In Cecenia il “gruppo Kovalëv” iniziò a lavorare nel dicembre 1994. Furono fatti tentativi di mettere in piedi dei negoziati. Furono scritti reportage dalla città dove i civili venivano bombardati. Furono stilate le prime liste di prigionieri di guerra, che i generali avrebbero preferito dimenticare. Furono scritte relazioni sui campi di filtraggio e sulle operazioni di rastrellamento. Furono salvate vite umane. Ma, in definitiva, divenne chiara anche l’impossibilità di cambiare qualcosa. E così fu per sei mesi, prima di Budënnovsk, prima dell’ospedale con 1500 ostaggi catturati dai terroristi di Šamil Basaev. Lì, dopo il fallimento di un folle assalto all’ospedale da parte delle forze speciali, il “gruppo di Kovalëv” riuscì ad entrare in trattative e alla fine ottenne il rilascio di 1500 ostaggi in cambio di centocinquanta volontari che divennero “scudi umani” per i terroristi, ai quali fu garantito un corridoio fino alla Cecenia. Anche i membri del “gruppo Kovalëv” – i deputati Borščev, Molostov, Rybakov, Kuročkin, Osovcov, il membro di Memorial Orlov, e altri – divennero ostaggi volontari. Poi a Groznyj iniziarono i negoziati di pace sotto l’egida dell’OSCE. Per sei mesi ci fu una specie di pace. Ma tre giorni a quaranta gradi in un autobus rovente sono stati troppo per il cuore di Sergej Adamovič…

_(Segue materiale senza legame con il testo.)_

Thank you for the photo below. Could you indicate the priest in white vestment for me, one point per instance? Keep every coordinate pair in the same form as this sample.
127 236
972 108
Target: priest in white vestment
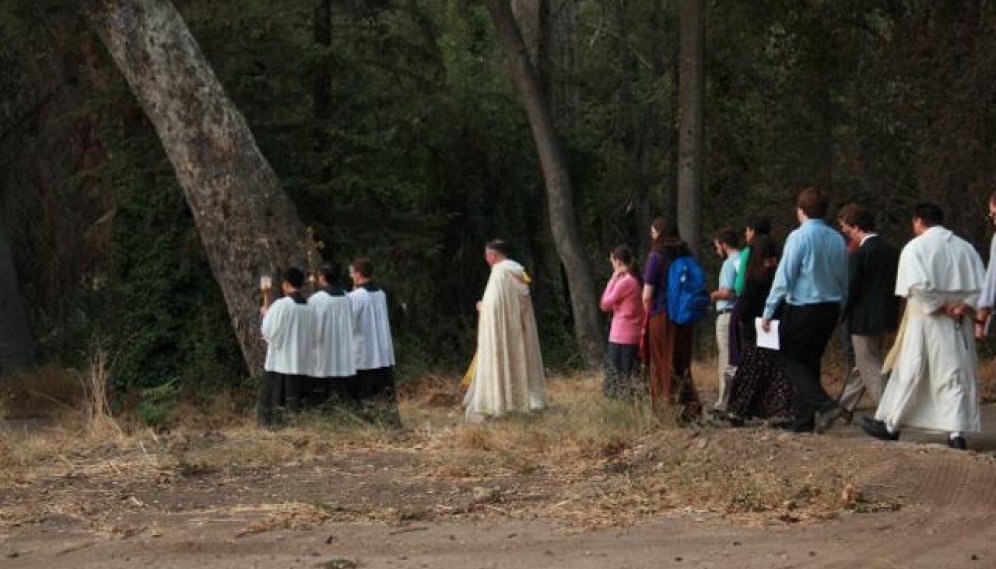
509 375
373 348
334 360
933 383
288 328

Per questo è stato onorato con la più alta onorificenza statale. Ma non della Russia, bensì della Francia, dove fu insignito della Legion d’Onore per l’impresa di Budënnovsk. L’unica onorificenza ricevuta dallo stato sovietico e poi russo rimase la condanna al campo di lavoro.

Il “gruppo Kovalëv”, ovvero la “Missione di osservazione delle organizzazioni per la difesa dei diritti umani”, ha continuato a lavorare nel Caucaso, soprattutto grazie ai membri di Memorial. Ma un “reale impatto macroscopico” non ci fu più. La sensazione era che il pendolo della storia avesse oscillato all’indietro.

 

*****

Provando a riassumere…

Uno scienziato la cui carriera potenzialmente brillante è stata interrotta nella fase ascendente. Un attivista per i diritti umani e un redattore che è stato allontanato dalla società, dalla penna e dalla carta per dieci anni. Un politico, un deputato, un personaggio pubblico, che è stato emarginato.

Un uomo del genere difficilmente potrebbe essere definito di successo, ma tutto dipende da cosa si intende per successo.

È stato un idealista pragmatico, un libero pensatore che ha tramutato il pensiero in azione. Un uomo che non ha mai abbandonato i suoi compagni e le sue convinzioni. Un maratoneta che ha corso la sua parte di percorso e ha passato il testimone.

Alle veglie funebri Kovalëv diceva sempre: “Ai morti, sempre vivi!”, e beveva con un brindisi. Sergej Adamovič rimane con noi.

Aleksandr Čerkasov,

Presidente del consiglio di direzione del Centro per i diritti umani “Memorial”

Membro del Direttivo di Memorial Internazionale

Sergej Adamovič Kovalëv (02.03.1930–09.08.2021)

Biofisico, attivista per i diritti umani, membro del Gruppo di iniziativa per la difesa dei diritti umani in URSS, tra i responsabili della “Cronaca degli avvenimenti correnti”, uomo politico e figura pubblica.

 

Nato in Ucraina nord-orientale, nella regione di Sumi (il padre era ferroviere), trascorse l’infanzia e la giovinezza nel villaggio operaio di Podlipki vicino a Mosca.

Nel 1952 si laurea in Scienze biologiche all’Università di Mosca e nel 1955 vi consegue il dottorato. Autore di oltre 60 pubblicazioni, dedicate prevalentemente allo studio dell’elettrofisiologia del tessuto miocardico.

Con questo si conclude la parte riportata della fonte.